In the mid 1960s, benefitting from the more liberal climate after Vatican II, she was permitted to attend Chelsea Art School, where she enjoyed the bohemian scene. She then went to Reading University to study typography and ergonomics, but in 1970 discovered the cause that was to occupy the rest of her life: the Northern Ireland civil rights movement, and specifically the rights of republican prisoners. Her reverend mother allowed her to join NICRA and she was briefly the movement's London secretary before becoming disillusioned with it, and leaving to work alone for many years, liaising with activists such as Fr Denis Faul (qv). After her 1973 visits to the Price sisters and others accused of the Old Bailey bombings, she was not permitted to meet category A prisoners, but would bring letters and parcels for them, act as a contact for their families, and lobby politicians about their conditions. In 1976 her order released her from teaching duties and allowed her to buy a car. A few years later she helped set up the Relatives and Friends of Prisoners Committee, which had as its principal aim the repatriation of republican prisoners to Ireland.

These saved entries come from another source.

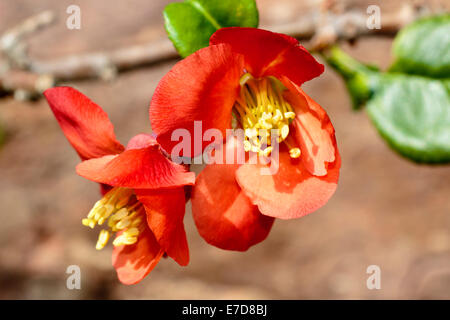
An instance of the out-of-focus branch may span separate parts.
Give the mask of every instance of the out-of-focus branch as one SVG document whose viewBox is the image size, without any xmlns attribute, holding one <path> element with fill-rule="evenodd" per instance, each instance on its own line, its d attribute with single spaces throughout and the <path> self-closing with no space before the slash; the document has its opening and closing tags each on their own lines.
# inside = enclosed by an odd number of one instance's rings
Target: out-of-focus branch
<svg viewBox="0 0 450 320">
<path fill-rule="evenodd" d="M 321 50 L 333 45 L 339 40 L 354 40 L 362 36 L 395 35 L 410 22 L 432 13 L 435 9 L 425 3 L 405 3 L 398 11 L 382 13 L 381 28 L 369 29 L 367 19 L 369 15 L 361 10 L 330 10 L 335 1 L 326 1 L 328 6 L 313 12 L 306 18 L 301 18 L 284 25 L 270 28 L 271 31 L 288 34 L 300 40 L 310 39 L 309 50 Z"/>
<path fill-rule="evenodd" d="M 118 71 L 178 57 L 169 39 L 119 48 L 109 52 L 72 55 L 50 61 L 32 61 L 30 70 L 52 74 L 58 80 L 87 77 L 113 78 Z"/>
<path fill-rule="evenodd" d="M 55 20 L 51 11 L 32 16 L 0 36 L 0 93 L 13 92 L 17 99 L 29 99 L 54 85 L 51 75 L 28 71 L 31 60 L 25 38 Z"/>
<path fill-rule="evenodd" d="M 8 63 L 24 68 L 29 62 L 26 53 L 27 46 L 23 42 L 24 38 L 50 25 L 54 20 L 55 15 L 52 11 L 44 11 L 7 30 L 0 37 L 0 52 L 6 57 Z"/>
<path fill-rule="evenodd" d="M 8 70 L 0 77 L 0 89 L 14 92 L 17 100 L 28 100 L 54 86 L 55 80 L 49 74 L 38 74 L 25 70 Z M 1 91 L 1 90 L 0 90 Z"/>
<path fill-rule="evenodd" d="M 408 3 L 396 12 L 382 13 L 381 29 L 369 29 L 366 25 L 368 14 L 365 11 L 333 8 L 338 3 L 342 2 L 324 0 L 319 10 L 302 16 L 298 21 L 263 28 L 298 39 L 310 39 L 308 49 L 322 50 L 339 40 L 353 40 L 366 35 L 394 35 L 411 21 L 436 13 L 426 3 Z M 0 91 L 12 91 L 17 98 L 28 98 L 60 81 L 92 77 L 112 79 L 122 70 L 178 57 L 172 43 L 166 38 L 111 51 L 77 54 L 48 61 L 28 57 L 23 42 L 25 36 L 49 25 L 53 20 L 54 15 L 46 11 L 0 36 Z"/>
<path fill-rule="evenodd" d="M 367 13 L 350 11 L 343 14 L 319 12 L 302 17 L 297 22 L 267 27 L 275 32 L 285 33 L 299 39 L 313 39 L 311 49 L 335 43 L 337 40 L 353 39 L 363 35 L 393 35 L 407 23 L 423 14 L 412 5 L 405 5 L 399 12 L 384 14 L 381 29 L 368 29 Z M 118 71 L 160 62 L 178 57 L 172 43 L 161 39 L 133 47 L 119 48 L 109 52 L 73 55 L 51 61 L 32 61 L 30 70 L 36 73 L 52 74 L 56 79 L 96 77 L 110 79 Z"/>
</svg>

From the late 1970s she achieved renown because of her leading role in the campaigns to clear the names of the Guildford Four, Maguire Seven, and Birmingham Six. In 1978 the prison authorities gave her permission to visit Giuseppe Conlon and she was one of the last people to see him alive before his death (23 January 1980). A BBC programme about her was broadcast 1 July 1981, and she also helped the journalists Chris Mullen and Ronan Bennett in their books on the cases. When the Guildford Four's convictions were finally quashed (October 1989), Paul Hill was asked to pose for the Observer newspaper. He agreed on condition Sr Sarah pose with him, and the photo appeared on the front page. Paddy Hill of the Birmingham Six called her ‘the Joan of Arc of British prisons’.
The public vindication of these high-profile prisoners helped to validate Sr Sarah's work, but she herself was always adamant that she did not discriminate between the guilty and innocent. This sprang from her understanding of Christ's message, which she often quoted: ‘I was sick and in prison and you visited me’, but she was also influenced by her nationalism. Her autobiography, No faith in the system (1995), shows some sympathy for republicanism: she blamed the IRA bombings on grave injustices in the six counties and wrote that until 1994 ‘the British government did not take Irish nationalists seriously enough to enter into talks with them’ (Clarke, 32), which ignores the many talks held with the SDLP and the meetings between William Whitelaw (qv) and the IRA in 1973.
After 1995 she was cleared to visit three category A prisoners and, although she went blind in old age, she continued her work. In December 2001 she was awarded the Pro Ecclesia et Pontifice cross by the pope, and three months later she died (4 February 2002) in London. The Irish ambassador to Britain, Daithi Ó Ceallaigh, and four MPs including Ken Livingstone, mayor of London, attended her requiem mass in Camden Town on 11 February, after which her remains were brought to Ireland, where the taoiseach, Bertie Ahern, a former taoiseach, Albert Reynolds (qv) (who had provided the introduction to her autobiography), and Paul Hill joined relatives and friends at the airport mortuary before her burial near the River Shannon in Co. Galway.